Como el estado no necesita dar explicaciones a nadie ‒y puede simplemente ignorar o incluso detener a cualquiera que exija algo‒, el Leviathan es libre de remitirse a su condición de monopolio omnipotente, con licencia para despachar mucha negligencia, incompetencia y mediocridad a la sociedad, sin tener que lidiar con las consecuencias resultantes.
En última instancia, el estado es un gigantesco monopolio que sofoca, controla, regula y burocratiza la actividad humana en beneficio de mantener su propio poder, el que continuamente expande a través de un número cada vez mayor de leyes abusivas, tiránicas e innecesarias, cuyo objetivo primordial es subyugar a los individuos.
La legislación estatal es la máxima expresión de la tiranía y la omnipotencia gubernamental. Invariablemente reflejará todos los vicios, discrepancias, inconsistencias, arbitrariedades e interferencias de quienes están en el poder. En cuanto a los empleados de los departamentos de justicia, serán en su mayoría personas con mentalidad burocrática, que veneran la jurisprudencia estatal, pero paradójicamente son completamente ignorantes del derecho real.

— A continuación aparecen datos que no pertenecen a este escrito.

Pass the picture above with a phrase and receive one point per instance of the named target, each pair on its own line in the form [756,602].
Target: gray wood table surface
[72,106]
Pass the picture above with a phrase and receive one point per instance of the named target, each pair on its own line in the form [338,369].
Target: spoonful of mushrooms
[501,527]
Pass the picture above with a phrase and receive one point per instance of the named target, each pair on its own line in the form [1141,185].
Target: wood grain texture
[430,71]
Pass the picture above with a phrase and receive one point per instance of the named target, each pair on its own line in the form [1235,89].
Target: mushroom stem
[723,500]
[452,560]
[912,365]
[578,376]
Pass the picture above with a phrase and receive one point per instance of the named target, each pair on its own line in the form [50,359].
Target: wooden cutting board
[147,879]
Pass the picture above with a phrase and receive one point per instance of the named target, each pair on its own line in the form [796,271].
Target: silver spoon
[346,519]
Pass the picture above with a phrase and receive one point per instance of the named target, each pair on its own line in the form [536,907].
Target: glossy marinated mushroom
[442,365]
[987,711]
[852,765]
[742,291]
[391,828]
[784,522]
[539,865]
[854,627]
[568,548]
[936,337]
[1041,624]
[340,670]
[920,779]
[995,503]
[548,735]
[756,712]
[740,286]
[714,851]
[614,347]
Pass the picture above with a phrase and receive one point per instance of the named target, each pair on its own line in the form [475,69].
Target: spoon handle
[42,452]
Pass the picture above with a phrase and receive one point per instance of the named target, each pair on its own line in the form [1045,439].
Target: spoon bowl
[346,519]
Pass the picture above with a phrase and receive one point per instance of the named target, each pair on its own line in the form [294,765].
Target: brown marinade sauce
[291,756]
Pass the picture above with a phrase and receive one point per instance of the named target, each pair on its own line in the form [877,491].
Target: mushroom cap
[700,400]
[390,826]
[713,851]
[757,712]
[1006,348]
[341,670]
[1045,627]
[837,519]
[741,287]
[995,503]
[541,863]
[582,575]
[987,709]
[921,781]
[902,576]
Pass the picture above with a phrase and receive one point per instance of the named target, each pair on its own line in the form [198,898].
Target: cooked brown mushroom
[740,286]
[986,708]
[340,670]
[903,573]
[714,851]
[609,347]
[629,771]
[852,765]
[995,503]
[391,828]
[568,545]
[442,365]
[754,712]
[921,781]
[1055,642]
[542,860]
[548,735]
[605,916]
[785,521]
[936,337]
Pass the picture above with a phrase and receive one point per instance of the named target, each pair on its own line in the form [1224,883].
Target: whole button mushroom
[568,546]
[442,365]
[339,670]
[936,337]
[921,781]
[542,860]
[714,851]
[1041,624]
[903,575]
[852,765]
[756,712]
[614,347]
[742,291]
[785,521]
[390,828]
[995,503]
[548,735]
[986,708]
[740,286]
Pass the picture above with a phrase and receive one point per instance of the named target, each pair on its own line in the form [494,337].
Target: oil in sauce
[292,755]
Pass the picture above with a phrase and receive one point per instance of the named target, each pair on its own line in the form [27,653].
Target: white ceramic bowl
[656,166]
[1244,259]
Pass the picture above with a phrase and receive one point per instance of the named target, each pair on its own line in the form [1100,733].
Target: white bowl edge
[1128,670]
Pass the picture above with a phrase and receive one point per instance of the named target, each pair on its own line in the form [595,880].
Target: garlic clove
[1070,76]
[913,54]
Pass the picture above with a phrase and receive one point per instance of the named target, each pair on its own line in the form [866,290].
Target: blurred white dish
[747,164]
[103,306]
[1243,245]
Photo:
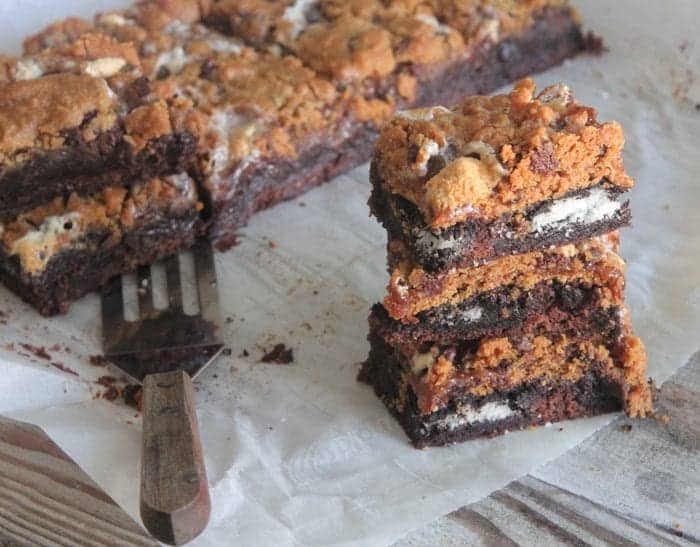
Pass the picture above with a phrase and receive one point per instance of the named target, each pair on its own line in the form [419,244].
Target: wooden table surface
[638,486]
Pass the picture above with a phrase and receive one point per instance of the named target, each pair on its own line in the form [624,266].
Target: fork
[163,347]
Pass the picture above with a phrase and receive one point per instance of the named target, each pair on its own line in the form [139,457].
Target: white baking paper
[303,454]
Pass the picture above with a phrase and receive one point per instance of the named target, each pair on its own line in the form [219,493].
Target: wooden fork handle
[175,504]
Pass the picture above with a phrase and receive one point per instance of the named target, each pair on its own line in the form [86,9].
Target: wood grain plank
[623,486]
[46,499]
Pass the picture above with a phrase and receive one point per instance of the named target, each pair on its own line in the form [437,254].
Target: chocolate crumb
[226,242]
[133,396]
[543,160]
[106,380]
[111,393]
[594,44]
[37,351]
[64,368]
[98,361]
[280,355]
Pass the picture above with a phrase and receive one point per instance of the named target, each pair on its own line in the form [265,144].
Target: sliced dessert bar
[411,53]
[305,100]
[60,251]
[268,127]
[77,118]
[445,391]
[498,175]
[505,301]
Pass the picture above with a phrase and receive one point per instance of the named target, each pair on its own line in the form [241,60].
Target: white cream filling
[440,29]
[430,149]
[28,70]
[594,207]
[224,46]
[422,361]
[114,19]
[296,16]
[105,67]
[427,241]
[490,412]
[174,60]
[36,247]
[472,314]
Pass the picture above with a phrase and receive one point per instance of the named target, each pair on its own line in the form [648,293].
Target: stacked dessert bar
[505,305]
[125,137]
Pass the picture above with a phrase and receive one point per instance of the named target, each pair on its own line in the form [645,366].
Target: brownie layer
[59,251]
[552,37]
[261,184]
[95,259]
[578,215]
[64,133]
[412,290]
[470,417]
[547,347]
[574,307]
[87,167]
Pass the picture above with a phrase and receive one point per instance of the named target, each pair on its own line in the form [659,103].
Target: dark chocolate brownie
[472,416]
[476,240]
[56,253]
[79,117]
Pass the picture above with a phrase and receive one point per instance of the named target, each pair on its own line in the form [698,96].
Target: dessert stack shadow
[505,304]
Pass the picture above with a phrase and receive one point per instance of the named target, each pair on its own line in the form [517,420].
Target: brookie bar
[505,302]
[498,175]
[257,101]
[60,251]
[79,117]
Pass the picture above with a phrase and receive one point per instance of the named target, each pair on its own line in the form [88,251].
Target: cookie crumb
[279,355]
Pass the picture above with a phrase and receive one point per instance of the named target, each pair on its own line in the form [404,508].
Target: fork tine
[145,290]
[172,272]
[206,280]
[112,307]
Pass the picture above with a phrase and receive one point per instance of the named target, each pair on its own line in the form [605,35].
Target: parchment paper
[303,454]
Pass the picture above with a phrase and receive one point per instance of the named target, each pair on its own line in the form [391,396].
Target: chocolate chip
[163,73]
[543,161]
[208,69]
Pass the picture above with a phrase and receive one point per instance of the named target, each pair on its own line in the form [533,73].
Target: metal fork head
[167,339]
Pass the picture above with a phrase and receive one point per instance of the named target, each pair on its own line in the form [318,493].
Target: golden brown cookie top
[39,234]
[351,40]
[35,113]
[492,155]
[248,102]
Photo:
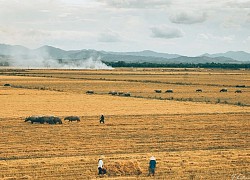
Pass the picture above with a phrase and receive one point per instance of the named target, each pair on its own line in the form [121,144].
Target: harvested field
[191,137]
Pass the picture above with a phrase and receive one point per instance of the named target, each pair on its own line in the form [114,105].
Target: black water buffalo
[56,120]
[72,118]
[120,93]
[223,90]
[35,119]
[90,92]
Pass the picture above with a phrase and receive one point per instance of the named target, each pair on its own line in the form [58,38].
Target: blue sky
[187,27]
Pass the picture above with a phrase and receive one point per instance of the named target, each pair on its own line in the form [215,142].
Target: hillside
[49,56]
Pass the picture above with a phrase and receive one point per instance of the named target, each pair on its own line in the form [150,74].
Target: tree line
[176,65]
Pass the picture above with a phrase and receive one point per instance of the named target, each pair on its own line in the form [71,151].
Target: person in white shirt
[101,170]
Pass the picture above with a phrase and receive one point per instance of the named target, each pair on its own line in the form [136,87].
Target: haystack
[122,168]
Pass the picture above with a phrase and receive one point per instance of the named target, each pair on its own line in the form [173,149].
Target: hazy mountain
[202,60]
[46,54]
[148,53]
[237,55]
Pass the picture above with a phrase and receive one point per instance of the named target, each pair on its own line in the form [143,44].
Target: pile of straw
[123,168]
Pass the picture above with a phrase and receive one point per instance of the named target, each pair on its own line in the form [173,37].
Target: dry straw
[122,168]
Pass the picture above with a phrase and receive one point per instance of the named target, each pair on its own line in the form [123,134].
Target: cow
[169,91]
[72,118]
[198,90]
[158,90]
[56,120]
[90,92]
[120,93]
[238,91]
[113,93]
[223,90]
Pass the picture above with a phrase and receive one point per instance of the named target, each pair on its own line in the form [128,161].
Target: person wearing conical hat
[152,166]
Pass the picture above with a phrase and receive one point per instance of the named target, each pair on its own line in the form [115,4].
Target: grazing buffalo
[120,93]
[158,91]
[169,91]
[72,118]
[238,91]
[35,119]
[223,90]
[56,120]
[90,92]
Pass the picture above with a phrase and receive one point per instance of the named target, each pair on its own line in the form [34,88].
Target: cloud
[137,3]
[240,4]
[166,32]
[109,36]
[33,38]
[188,17]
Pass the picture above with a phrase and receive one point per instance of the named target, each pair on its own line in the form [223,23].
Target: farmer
[102,119]
[101,169]
[152,166]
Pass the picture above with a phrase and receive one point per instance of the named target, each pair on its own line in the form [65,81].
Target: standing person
[102,119]
[100,166]
[152,166]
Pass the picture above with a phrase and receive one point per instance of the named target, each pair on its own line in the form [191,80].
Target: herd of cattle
[120,93]
[50,119]
[197,90]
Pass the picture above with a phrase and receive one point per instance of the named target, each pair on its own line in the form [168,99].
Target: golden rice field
[193,135]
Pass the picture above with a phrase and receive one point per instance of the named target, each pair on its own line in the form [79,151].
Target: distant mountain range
[11,52]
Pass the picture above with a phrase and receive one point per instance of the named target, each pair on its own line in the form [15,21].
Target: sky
[186,27]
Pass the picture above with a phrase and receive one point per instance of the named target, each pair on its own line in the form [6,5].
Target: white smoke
[41,59]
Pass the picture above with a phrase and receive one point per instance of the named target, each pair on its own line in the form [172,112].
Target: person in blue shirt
[152,166]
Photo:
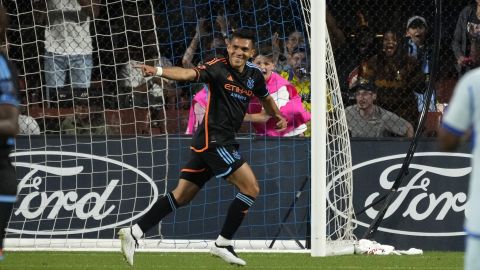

Olvídese de la justicia, de la ley natural o de la ética. Lo que el estado llama ley, son reglamentos, decretos y deliberaciones procesales, completamente desconectados de la realidad práctica y de la aplicación real del verdadero derecho penal. Ésto comienza con la reparación a la víctima de un delito, y el derecho de ésta a seleccionar o tener alguna posibilidad de elección sobre la pena correspondiente que será aplicada al delincuente. Y ésto es algo que ni siquiera es considerado en los departamentos estatales de justicia, en los manuales y registros legales convencionales, ni en las clases de derecho positivista.
El resultado final de esta aterradora pesadilla, es una sociedad en la que no existe justicia real. Lo que finalmente la sociedad gana con la “justicia” estatal, es mucha burocracia, mucha lentitud, muchas regulaciones, muchos procedimientos legales, y ninguna justicia real.